Kepala Staf TNI Angkatan Laut (KSAL) Laksamana TNI Yudo Margono memastikan kapal selam KRI Nanggala-402 yang sempat hilang kontak di perairan utara Bali subsunk alias tenggelam.
Yudo mengatakan kesimpulan itu dia dapat dari penemuan berbagai serpihan berupa di antaranya serpihan torpedo, spons peredam, dan alas untuk salat.

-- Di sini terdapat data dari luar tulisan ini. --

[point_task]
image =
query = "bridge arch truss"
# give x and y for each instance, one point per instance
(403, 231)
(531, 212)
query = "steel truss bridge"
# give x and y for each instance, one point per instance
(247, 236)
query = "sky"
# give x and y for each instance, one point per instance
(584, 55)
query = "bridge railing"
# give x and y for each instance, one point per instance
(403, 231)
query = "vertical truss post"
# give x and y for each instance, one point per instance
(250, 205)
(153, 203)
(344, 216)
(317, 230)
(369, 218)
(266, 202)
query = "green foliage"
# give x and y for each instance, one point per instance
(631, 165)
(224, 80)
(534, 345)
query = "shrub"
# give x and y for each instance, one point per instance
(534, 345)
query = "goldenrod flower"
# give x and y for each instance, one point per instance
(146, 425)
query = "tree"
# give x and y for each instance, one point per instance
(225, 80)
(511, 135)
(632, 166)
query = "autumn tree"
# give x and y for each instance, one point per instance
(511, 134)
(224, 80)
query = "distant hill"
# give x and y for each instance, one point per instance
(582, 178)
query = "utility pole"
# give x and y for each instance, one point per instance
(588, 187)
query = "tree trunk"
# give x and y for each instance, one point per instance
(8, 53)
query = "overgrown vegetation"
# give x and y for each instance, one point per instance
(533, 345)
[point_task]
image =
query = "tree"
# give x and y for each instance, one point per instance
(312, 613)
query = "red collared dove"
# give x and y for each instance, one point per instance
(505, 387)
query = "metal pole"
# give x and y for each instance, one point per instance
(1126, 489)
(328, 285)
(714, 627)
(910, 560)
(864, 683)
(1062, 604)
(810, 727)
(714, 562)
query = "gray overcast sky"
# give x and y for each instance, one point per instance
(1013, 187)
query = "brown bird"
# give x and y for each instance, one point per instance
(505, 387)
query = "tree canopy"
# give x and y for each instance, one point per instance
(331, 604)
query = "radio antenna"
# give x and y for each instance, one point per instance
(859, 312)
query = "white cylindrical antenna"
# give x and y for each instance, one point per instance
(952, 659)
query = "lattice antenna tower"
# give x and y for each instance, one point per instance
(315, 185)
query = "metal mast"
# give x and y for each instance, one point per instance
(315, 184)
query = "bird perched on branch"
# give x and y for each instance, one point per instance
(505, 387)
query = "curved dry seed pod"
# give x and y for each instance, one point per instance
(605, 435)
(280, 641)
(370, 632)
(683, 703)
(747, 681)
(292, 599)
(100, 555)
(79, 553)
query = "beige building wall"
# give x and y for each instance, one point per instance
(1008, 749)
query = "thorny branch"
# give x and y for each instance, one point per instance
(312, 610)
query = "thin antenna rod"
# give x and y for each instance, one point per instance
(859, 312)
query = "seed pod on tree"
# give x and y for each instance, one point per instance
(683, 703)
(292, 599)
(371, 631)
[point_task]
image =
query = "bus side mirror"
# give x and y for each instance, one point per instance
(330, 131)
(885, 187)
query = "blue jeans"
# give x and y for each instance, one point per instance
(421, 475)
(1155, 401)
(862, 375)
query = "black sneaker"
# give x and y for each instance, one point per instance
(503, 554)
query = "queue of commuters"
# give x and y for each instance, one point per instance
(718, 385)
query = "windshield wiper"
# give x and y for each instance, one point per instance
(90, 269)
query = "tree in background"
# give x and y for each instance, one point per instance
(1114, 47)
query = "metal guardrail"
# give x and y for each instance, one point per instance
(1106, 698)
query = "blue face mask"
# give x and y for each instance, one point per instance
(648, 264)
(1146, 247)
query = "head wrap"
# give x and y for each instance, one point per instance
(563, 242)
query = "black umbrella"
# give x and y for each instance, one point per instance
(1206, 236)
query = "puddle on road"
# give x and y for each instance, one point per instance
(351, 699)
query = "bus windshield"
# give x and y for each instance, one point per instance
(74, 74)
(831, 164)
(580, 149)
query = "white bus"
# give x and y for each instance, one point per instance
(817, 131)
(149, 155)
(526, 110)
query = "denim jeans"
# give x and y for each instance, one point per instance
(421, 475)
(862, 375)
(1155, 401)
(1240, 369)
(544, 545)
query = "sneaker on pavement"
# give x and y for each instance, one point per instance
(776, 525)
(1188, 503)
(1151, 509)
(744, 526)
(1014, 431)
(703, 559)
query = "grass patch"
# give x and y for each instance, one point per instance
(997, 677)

"Dengan demikian dengan adanya bukti otentik yang kini diyakini. KRI Nanggala sehingga pada saat ini isyaratkan dari submiss (hilang) kita tingkatkan fase subsunk (tenggelam). Di mana pada fase subsunk nanti akan kita siapkan evakuasi medis kepada ABK yang kemunginan masih sehat kita proses berikutnya," ujar dia , Sabtu (24/4).
Seperti diketahui, prosedur atau status kapal selam yang sedang mengalami masalah ada tiga, dimulai dari SUBLOOK, SUBMISS, lalu SUBSUNK. Sub kependekan dari submarine atau kapal selam.
Kapal selam KRI Nanggala hilang kontak pada Rabu (21/4) sekitar pukul 04.00 WITA atau 03.00 WIB. Sehingga cadangan oksigen mencapai batasnya pada Sabtu (24/4) pukul 03.00 WIB.
Kapuspen TNI, Mayjen Achmad Riad, menyatakan dalam operasi pencarian itu, dikerahkan sebanyak 21 KRI, termasuk kapal selam KRI Alugoro-405 dan KRI Rigel.
Selain itu, pencarian juga dibantu beberapa kapal dari Polri dan Basarnas, serta dari beberapa negara lain seperti Singapura, Malaysia, Australia, dan India.